Korte missioned with YiM – July 2016 in Winnipeg, Manitoba.
Here is the description about what my mission mural means to me.
The mission mural project is a thought-provoking activity that prepares a Youth In Mission participant, YiMer, to connect with the themes of Christ, community and culture. By taking pre-existing images from magazines or other media, a YiMer is able to create a visual language. This vocabulary can be used to describe the development of their understanding of these themes across their YiM experience. I took the project activity to heart, and used it to challenge and explore how I see these three ideas.
The background layer represents Christ for me, because despite stereotypes and appearances, Christ is in all of us. The images I took are from an Ethiopian Airlines magazine. This artists rendition of three men depicts various bottles of St. George’s, a popular beer in Ethiopia. These men are not your average saintly figures. However, the Imago Dei, God’s image, is in each of them. Regardless of race, ethnicity, socio-economic status, we are called to minister to the least of these.

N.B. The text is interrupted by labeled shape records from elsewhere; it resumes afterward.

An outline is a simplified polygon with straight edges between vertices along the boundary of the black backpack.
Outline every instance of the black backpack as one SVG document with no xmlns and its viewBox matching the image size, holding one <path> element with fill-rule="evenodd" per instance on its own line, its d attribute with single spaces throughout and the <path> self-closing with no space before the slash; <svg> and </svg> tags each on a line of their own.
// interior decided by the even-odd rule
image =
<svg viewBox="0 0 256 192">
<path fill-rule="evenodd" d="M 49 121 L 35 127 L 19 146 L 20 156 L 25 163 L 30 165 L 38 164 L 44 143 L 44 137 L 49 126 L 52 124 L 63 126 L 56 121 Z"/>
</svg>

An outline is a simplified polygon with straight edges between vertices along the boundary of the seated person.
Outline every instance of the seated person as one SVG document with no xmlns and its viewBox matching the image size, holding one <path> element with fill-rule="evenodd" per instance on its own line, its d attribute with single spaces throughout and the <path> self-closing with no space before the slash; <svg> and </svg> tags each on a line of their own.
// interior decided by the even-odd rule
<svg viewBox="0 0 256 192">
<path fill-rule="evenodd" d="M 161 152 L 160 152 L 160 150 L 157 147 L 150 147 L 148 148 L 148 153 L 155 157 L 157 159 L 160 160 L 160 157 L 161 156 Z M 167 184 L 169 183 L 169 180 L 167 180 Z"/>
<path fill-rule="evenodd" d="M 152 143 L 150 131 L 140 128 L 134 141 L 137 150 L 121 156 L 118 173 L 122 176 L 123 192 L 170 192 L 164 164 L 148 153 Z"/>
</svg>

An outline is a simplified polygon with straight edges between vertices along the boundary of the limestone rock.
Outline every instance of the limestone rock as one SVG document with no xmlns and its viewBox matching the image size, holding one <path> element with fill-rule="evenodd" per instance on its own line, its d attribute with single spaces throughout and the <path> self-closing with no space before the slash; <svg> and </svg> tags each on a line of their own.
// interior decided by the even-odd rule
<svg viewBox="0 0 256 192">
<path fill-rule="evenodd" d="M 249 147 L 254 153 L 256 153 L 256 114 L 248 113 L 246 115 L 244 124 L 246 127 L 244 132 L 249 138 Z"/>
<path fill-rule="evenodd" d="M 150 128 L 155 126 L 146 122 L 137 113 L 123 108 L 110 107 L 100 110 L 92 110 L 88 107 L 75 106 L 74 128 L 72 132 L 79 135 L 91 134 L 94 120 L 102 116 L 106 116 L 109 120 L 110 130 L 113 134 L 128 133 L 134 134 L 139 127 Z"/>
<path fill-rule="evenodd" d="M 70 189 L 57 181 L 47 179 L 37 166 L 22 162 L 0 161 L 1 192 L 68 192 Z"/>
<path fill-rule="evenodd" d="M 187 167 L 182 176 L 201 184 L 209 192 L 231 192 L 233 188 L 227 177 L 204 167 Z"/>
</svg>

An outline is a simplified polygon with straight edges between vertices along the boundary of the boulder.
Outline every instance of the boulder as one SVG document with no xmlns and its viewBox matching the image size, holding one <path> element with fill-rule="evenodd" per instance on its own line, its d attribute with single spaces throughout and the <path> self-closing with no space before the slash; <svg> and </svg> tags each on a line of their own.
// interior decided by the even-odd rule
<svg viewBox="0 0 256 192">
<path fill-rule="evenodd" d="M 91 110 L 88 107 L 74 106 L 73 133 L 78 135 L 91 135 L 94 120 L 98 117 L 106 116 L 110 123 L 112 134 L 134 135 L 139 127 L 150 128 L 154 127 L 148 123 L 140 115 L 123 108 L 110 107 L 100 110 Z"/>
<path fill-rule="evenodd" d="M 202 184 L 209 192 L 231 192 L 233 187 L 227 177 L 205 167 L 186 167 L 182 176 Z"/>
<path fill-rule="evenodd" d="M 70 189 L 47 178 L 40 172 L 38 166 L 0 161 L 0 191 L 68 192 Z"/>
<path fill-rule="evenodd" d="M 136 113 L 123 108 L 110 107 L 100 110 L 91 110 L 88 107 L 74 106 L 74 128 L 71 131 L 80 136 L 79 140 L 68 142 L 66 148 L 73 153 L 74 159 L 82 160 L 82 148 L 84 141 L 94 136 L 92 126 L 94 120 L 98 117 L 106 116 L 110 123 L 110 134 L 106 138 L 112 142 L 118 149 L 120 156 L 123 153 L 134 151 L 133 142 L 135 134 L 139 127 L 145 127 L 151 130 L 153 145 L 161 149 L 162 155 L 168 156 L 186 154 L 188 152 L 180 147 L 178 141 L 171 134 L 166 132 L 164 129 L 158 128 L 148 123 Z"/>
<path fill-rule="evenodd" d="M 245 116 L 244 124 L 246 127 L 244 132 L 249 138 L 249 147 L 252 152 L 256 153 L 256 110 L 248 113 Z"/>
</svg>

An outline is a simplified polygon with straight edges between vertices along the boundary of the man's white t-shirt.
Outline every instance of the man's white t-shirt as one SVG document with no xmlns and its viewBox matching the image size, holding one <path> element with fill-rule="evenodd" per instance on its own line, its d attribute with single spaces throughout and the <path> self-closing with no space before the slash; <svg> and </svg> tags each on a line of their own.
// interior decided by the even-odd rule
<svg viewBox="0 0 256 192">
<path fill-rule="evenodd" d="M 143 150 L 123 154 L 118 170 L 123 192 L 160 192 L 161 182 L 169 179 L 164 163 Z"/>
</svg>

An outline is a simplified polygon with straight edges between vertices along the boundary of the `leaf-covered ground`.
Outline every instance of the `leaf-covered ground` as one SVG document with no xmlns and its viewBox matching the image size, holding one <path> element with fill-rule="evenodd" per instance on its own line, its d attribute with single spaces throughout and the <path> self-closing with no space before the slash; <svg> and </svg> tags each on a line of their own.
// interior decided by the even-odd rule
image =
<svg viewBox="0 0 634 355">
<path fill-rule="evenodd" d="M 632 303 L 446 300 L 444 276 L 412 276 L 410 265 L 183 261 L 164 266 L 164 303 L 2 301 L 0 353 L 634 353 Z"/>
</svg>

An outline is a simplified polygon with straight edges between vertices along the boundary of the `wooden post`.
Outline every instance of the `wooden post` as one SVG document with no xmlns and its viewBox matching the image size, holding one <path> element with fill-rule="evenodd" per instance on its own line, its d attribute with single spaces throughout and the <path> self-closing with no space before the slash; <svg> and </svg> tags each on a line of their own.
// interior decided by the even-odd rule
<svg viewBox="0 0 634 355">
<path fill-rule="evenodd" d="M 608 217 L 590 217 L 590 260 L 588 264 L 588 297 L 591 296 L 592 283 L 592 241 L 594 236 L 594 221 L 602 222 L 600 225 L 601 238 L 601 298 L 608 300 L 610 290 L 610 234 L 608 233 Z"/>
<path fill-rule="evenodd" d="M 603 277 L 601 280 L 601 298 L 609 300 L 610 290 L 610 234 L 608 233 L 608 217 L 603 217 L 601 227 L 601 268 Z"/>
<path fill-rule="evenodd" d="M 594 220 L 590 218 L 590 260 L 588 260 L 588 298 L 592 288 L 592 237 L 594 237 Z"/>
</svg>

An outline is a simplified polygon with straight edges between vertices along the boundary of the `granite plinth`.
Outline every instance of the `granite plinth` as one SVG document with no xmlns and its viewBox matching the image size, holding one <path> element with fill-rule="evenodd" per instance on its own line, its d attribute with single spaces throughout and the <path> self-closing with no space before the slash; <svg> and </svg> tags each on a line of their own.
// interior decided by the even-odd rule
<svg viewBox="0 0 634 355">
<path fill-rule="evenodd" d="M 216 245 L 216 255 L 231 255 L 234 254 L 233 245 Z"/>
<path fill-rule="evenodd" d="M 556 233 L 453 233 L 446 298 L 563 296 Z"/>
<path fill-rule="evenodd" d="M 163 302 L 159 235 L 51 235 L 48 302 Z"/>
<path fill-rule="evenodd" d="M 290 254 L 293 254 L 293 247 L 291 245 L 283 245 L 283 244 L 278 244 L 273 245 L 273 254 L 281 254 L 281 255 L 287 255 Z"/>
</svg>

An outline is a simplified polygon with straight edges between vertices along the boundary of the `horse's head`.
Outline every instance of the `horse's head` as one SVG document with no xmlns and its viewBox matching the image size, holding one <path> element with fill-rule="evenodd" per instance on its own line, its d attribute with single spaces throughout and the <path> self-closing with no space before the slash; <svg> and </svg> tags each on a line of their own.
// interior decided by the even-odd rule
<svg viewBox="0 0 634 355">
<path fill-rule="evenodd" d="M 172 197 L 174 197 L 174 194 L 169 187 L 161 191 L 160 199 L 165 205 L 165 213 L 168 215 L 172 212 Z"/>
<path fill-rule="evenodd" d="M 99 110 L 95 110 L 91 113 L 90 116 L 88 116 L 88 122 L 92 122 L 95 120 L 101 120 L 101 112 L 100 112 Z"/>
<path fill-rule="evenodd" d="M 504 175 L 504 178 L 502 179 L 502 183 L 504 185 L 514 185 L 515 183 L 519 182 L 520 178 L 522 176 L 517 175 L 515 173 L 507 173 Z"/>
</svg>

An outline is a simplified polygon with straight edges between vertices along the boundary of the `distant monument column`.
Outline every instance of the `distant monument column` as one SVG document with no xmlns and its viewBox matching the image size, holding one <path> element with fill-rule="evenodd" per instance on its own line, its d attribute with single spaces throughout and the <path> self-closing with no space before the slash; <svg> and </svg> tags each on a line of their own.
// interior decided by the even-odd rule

Ministering is practically manifested in how we meet the poor and broken-hearted where they are at. I included bilingual phrases used to teach foreigners basic Amharic, the mother tongue of Ethiopians. These phrases include “Tenaystillgn” (How are you), “Migib” (food), “Yigbu Giba” (Please come in), et cetera. Christ said to the faithful that when they fed or clothed, or offered drink to the least of these, we did these to Him. A few of these phrases were ones that I used during a midnight food run I did on the streets of Addis Ababa. Handing out food and water to those sleeping on roadsides is illegal in Ethiopia, which added to the gravity of our situation.
Lastly, our cultures are becoming increasingly globalized. I included a cut out of the many destinations and pathways offered by Star Alliance members. These criss-crossed pathways are only a fraction of the many, diverse ways young adults are connecting across the globe. As Christ followers, we are called to be shapers of our culture. We are to be in the culture but not of it. It is that tension we are called into; to discern, to navigate, but ultimately be a light that illuminates a different way of living.
My parents live and teach in Ethiopia. At their school, my dad is in charge of all the native staff, construction, security guards, employment, and everything non-academic about the school. He is a servant leader and leads by example. All the staff call him St. George, because they love and respect him so much. Ironic that a Nazarene be celebrated along with the local beer of choice. Regardless it is high praise.